Polemik Sinetron Suara Hati Istri, Menteri PPPA: Prinsip Pemenuhan Hak Anak Tidak Diperhatikan
Kementerian Pemberdayaan Perempuan dan Perlindungan Anak (Kemen PPPA) pun menanggapi polemik sinetron tersebut.
TRIBUNTERNATE.COM - Sinetron Suara Hati Istri yang tayang di stasiun televisi swasta Indosiar saat ini tengah menjadi sorotan.
Kini, Kementerian Pemberdayaan Perempuan dan Perlindungan Anak (Kemen PPPA) pun menanggapi polemik sinetron tersebut.
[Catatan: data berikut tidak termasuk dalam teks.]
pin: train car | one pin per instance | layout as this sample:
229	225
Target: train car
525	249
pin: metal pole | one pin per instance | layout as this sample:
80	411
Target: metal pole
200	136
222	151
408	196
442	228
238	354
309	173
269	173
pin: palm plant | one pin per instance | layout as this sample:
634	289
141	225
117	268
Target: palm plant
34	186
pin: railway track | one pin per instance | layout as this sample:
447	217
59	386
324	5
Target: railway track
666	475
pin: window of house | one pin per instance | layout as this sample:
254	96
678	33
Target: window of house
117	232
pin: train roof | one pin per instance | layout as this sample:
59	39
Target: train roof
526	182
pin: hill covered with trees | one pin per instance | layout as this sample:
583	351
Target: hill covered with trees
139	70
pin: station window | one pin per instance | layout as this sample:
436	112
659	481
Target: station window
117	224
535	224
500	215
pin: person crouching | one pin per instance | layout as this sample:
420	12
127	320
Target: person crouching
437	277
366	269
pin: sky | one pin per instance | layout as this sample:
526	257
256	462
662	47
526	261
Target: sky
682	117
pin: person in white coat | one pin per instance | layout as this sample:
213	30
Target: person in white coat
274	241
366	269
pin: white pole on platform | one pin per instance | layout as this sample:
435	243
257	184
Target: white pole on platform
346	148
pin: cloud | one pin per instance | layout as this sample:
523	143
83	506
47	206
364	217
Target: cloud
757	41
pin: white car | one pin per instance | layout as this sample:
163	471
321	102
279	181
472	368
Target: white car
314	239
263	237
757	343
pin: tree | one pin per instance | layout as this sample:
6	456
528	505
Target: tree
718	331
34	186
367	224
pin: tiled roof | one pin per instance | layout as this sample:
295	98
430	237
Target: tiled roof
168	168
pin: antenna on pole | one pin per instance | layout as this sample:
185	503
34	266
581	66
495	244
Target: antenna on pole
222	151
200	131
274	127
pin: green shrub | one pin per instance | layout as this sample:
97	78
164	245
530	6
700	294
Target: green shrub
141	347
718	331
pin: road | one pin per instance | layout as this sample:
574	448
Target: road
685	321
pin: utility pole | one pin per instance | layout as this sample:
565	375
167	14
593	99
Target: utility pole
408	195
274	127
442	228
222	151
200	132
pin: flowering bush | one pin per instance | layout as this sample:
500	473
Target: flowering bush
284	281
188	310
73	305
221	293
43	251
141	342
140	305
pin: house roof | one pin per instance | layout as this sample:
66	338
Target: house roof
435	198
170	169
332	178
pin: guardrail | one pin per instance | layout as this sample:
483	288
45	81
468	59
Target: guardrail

Kemen PPPA menegaskan merupakan salah satu bentuk pelanggaran hak anak di mana anak berusia 15 tahun diberikan peran sebagai istri ketiga dan dipoligami.
Materi atau konten sebuah acara, sesuai dengan Pedoman Perilaku Penyiaran dan Standar Program Siaran (P3&SPS), seharusnya mendukung pemerintah dalam upaya pemenuhan hak anak dan demi kepentingan terbaik anak.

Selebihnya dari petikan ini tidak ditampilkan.